5 Şubat 2009 Perşembe

Nazo İzmir'den bildiriyor




Sevgili kardeşim izmirden bildirecek böyle bazı bazı. Buyrun İzmir'den esintiler ;






la casalinga


tatildeyim,akşamları çıkan ve gündüzleri oturan bir insanım şu sıralar. İstanbul planlarım suya düştü ve gündüzleri müzik dinleyerek,bazen annemin işyerine giderek,ablamla konuşarak falan vakit geçiriyorum. Akşamları bizim evin orlardayım,alışveriş,çikolata ve laklak. Ders?.. Ne münasebet!! Ama tıp öğrencilerinin adli tıp stajı notlarını inceliyorum. Ondan sınav olsam 5 alırım.


Ayrıca dün parmaklarımdan bir ordu yarattım kendime,kan kırmızısı ve siyahla,güzel oldu,bu yazıyı yazan bu ordu blogda yer almalı.


İzmirden sevgiler!

3 Şubat 2009 Salı

Fak Yu PMS !


Yarın Vakko'nun gecesini yapıyoruz. Bütün gün para peşinde koştum, catering, ödemeler, önümüzdeki hafta olacak iş, gelmeyen başbelası bir sözleşme , grup satışlar... Yorgunum, hastayım.

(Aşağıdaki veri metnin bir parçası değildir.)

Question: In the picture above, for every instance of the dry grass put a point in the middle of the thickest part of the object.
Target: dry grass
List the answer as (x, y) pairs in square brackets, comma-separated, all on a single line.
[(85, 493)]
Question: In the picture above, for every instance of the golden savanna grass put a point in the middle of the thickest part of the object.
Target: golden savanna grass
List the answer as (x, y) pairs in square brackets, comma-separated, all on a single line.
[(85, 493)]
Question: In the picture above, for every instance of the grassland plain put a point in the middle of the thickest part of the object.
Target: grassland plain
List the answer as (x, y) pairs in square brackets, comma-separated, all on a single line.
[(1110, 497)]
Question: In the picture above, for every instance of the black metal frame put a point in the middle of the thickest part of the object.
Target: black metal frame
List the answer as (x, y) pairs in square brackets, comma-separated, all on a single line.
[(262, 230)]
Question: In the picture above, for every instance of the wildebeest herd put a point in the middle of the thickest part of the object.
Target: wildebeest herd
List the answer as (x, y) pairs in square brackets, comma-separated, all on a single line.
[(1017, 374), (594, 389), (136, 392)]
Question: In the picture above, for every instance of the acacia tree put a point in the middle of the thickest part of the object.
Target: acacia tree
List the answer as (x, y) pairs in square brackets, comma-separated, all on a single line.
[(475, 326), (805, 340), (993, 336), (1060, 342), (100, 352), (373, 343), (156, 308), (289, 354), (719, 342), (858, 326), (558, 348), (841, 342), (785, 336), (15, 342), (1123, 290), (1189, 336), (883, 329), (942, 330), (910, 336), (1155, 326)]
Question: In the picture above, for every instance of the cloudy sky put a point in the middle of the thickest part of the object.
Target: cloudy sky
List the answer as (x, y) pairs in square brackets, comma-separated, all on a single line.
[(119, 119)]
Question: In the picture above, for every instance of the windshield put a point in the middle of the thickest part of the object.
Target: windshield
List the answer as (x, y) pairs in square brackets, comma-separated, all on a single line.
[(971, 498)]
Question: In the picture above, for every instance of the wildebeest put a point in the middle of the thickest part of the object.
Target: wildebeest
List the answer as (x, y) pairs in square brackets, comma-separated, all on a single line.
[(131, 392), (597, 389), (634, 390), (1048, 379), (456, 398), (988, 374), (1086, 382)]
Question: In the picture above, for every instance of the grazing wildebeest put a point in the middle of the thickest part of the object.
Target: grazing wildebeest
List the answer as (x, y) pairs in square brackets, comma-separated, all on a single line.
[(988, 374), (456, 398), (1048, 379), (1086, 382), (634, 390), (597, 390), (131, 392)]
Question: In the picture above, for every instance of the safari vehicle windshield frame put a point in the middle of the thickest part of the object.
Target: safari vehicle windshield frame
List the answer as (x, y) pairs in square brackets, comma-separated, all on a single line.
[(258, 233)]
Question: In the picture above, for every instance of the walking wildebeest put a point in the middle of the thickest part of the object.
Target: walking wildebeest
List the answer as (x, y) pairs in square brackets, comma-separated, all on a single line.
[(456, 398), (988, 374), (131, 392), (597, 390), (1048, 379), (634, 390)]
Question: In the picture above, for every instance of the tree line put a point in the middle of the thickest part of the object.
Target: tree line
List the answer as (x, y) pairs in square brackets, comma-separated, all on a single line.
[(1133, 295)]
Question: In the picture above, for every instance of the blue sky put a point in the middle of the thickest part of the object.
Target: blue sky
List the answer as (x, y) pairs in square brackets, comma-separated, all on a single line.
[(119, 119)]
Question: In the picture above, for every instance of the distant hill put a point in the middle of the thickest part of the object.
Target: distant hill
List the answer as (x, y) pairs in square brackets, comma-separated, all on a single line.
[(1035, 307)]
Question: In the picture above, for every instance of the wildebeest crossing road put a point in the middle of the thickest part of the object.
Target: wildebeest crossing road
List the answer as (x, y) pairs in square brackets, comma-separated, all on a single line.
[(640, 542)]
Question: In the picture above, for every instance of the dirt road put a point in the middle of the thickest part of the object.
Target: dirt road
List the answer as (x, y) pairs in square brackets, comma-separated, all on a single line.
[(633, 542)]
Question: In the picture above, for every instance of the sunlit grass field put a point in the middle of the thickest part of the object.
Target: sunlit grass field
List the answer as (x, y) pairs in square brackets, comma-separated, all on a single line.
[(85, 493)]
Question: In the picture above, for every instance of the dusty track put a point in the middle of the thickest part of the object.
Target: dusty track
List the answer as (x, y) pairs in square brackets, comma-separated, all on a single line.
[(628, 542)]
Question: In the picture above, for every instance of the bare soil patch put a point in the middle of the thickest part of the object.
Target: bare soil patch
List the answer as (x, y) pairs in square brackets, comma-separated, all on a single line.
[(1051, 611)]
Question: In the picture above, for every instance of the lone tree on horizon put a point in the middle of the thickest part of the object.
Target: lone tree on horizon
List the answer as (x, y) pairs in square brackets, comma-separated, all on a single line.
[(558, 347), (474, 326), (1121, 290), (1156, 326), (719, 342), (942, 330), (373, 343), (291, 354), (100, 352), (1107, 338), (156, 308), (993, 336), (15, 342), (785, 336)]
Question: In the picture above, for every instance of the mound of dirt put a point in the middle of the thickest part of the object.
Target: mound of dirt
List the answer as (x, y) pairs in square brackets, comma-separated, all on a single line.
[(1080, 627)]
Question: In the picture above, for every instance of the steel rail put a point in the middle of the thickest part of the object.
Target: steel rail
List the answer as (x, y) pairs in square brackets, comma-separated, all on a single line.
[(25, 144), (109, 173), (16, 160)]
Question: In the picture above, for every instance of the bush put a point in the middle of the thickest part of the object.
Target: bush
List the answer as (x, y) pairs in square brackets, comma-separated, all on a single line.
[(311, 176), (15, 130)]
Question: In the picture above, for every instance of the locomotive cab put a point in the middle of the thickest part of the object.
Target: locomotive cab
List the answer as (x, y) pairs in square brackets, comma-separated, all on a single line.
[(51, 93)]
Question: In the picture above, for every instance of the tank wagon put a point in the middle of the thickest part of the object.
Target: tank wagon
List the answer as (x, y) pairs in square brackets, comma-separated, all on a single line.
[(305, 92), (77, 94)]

Şöyle gidip güzel bir fön çektirmek istiyorum. Evet ben sabah bir fön çektiriyim, elbise giyerim, topuklu.. Tırnaklarımı kendim yapayım akşam. Eve gitmeden hatta Clementine'de yemek yemeye kandırayım adamı.. Of insan içine çıkacak gibi bile değilim. Eve bir şeyler söylemekten de nefret ediyorum artık, yemek sepeti görmek istemiyorum seni bir süre.

Sonuçta bir gün daha geçti . Nereye kadar böyle geçecek bilmiyorum, sonunu düşünen kahraman olamazmış ( Şu an kendimden iğreniyor ve ağlıyorum biliyor musun...)

İstifa edeyim. Nereye istifa ediosun . Zaten maaşın yarısını yatırmışlar. Zam filan da yok. yeter ulan biri beni keşfetsin artık ! Ya da nasıl zengin olacağımı anlatsın.

Yarın zaten kayıp gün. Neyse kokteyl var, belki bir - iki kadeh içerim.